08.08.2016

O AN: Fargo

Fargo

Efsane Oduncunun Evlatları

Gerçek bir hayat hikâyesinden beyazperdeye uyarlanan Fargo, aynı zamanda Oscar tarafından da iki ödülle taçlandırılmış bir film. Coenler’in en unutulmaz film noir yapımına imza attıkları Fargo, türe özgün dokunuşlarda yapar; kasvetli ortamlarda geçen film noir türü, beyazlar içerisinde aydınlık bir ortama konuk olmuştur. İşgüzar Jerry karakterinin içinde bulunduğu sıkıntıdan çıkmak için güya incelikle hazırladığı planı eline yüzüne bulaştırması üzerinden ilerleyen filmde, masumiyeti simgeleyen karlar üzerinde işlenen cinayetler tertemiz şehri kan lekeleri ile kirletir. Hiçbir cinayetin planlanmadığı hatta akla ihtimali bile getirilmediği bir fidye operasyonunun, adeta şehirde biriken olumsuz enerjinin fitilini ateşlemesi akıl alır gibi değildir. Quentin Tarantino’nun her yerden kan fışkıran, seyirciye kan banyosu yaptıran filmlerini hiç mi hiç aratmaz Fargo. Lakin bir sahne vardır ki…
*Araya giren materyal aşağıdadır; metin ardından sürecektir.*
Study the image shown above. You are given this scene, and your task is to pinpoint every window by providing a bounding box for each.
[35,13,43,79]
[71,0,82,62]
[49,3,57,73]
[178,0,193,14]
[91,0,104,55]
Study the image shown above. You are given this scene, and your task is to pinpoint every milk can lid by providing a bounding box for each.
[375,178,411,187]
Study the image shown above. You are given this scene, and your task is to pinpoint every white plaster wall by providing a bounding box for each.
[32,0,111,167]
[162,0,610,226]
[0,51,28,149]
İşte o sahnenin dehşet vericiliğiyle hiçbir sahne boş ölçüşemez. Olayların tamamen çığırından çıktığı, tabiri caizse her şeyin deli saçmasına döndüğü anlar yaşanmaktadır artık. Fidye operasyonu kapsamında Jerry’nin karısını kaçırmakla görevli ikili, sonunda birbirleriyle kavgaya tutuşmuş ve gerçekten içinden geçenleri birbirlerine haykırmışlardır. Lakin bizim psikopat karakterimiz Gaear’ın (Peter Stormare) –filmden tanıyanlar bilirler- böyle şeylere tahammülü pek olmaz. Gaear,  gelecek ile ilgili büyük büyük hayalleri olan Carl’a karşı, şeytanın bile aklına gelmeyecek planını hayata geçirmeye başlar. Bir slasher filminde olacak balta, iş makinesi gibi alet edevatla işini görmeyi tercih eden Geaer, biz seyircileri adeta şoka uğratır. Aslında Gaear’ın, Brainer’n girişindeki elinde baltasıyla boy gösteren efsane oduncu Paul Bunyan’dan etkilenmiş olma ihtimali oldukça yüksek. Zira birkaç gün içerisinde kendisine fiziki olarak da oldukça benzeyen bu heykelin önünden üç kez geçerler. Bir Bunyan edasıyla, Gaear’ın kontrolü ele geçirdiği bu sahne hiç kuşkusuz tek başına bir korku filmi olacak kıvamdadır.  Neyse ki Coenlerin mizahla yoğrulan bakış açısı bu sahnenin etkisini daha kolay atlatmamızı sağlar. Zaten komiser Marge’nin (Frances McDormand) gördükleri karşısında, hamile olmasına rağmen takındığı soğuk tavrı da biz seyircileri kendine getirir. Yine de beyaz ile kırmızının etkileyici birlikteliğinin uzun bir süre aklımızdan çıkmayacağını inkâr edemeyiz. Ama aklımızdan çıkmayacak olan şey çok daha başkadır. İşte o büyük soru için ise filmi tamamen izlemeniz gerekmekte.